For a look at how the Republicans plan to position the president’s defense, consider this paragraph from today’s Wall Street Journal (the piece is by Greg Hitt):
| Even if the administration’s expectations don’t hold, the prresident’s political allies suggest that voters — mindful of the challenges he has faced while in office — will give him credit for trying to fix the economy. “He might have an uncertain economy, but nobody’s going to be able to legitimately lower the boom on him for lack of attention on the issue,” said Rich Bond, the former chairman of the Republican National Committee. |
The context here seems to be political analysts’ view that Bush the elder lost the 1992 election because voters felt that he’d “lost touch” with their economic troubles and hadn’t “paid attention” to their hardships. That may be. But this “pay attention” theory really underestimates the average voter’s expectations.
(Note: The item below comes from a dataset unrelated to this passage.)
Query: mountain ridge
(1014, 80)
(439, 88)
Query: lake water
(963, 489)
“Paying attention” to a recession and unemployment doesn’t get you many points if you’re president of the United States. It sort of comes with the job, like the Oval Office. It’s a prerequisite, not extra credit. The credit comes not with giving “attention” to the economy but with making good choices that help the economy recover and people find jobs. Bush supporters like to say that he inherited a downturn — during the 2000 election cycle they took great pains to say that the recession had already begun during Clinton’s term — and they’re right. But if we consider this downturn to have begun in 2000 that means the Bush folks have had nearly three years to turn things around, and they haven’t.
If things do improve between now and Election Day, Bush may be able to rest easier, but if they don’t, or don’t much, I don’t think the public will give him a B for trying. I think they will be mad, and rightly so. “Paying attention” doesn’t help if the things you do after you’ve paid attention make matters worse, not better.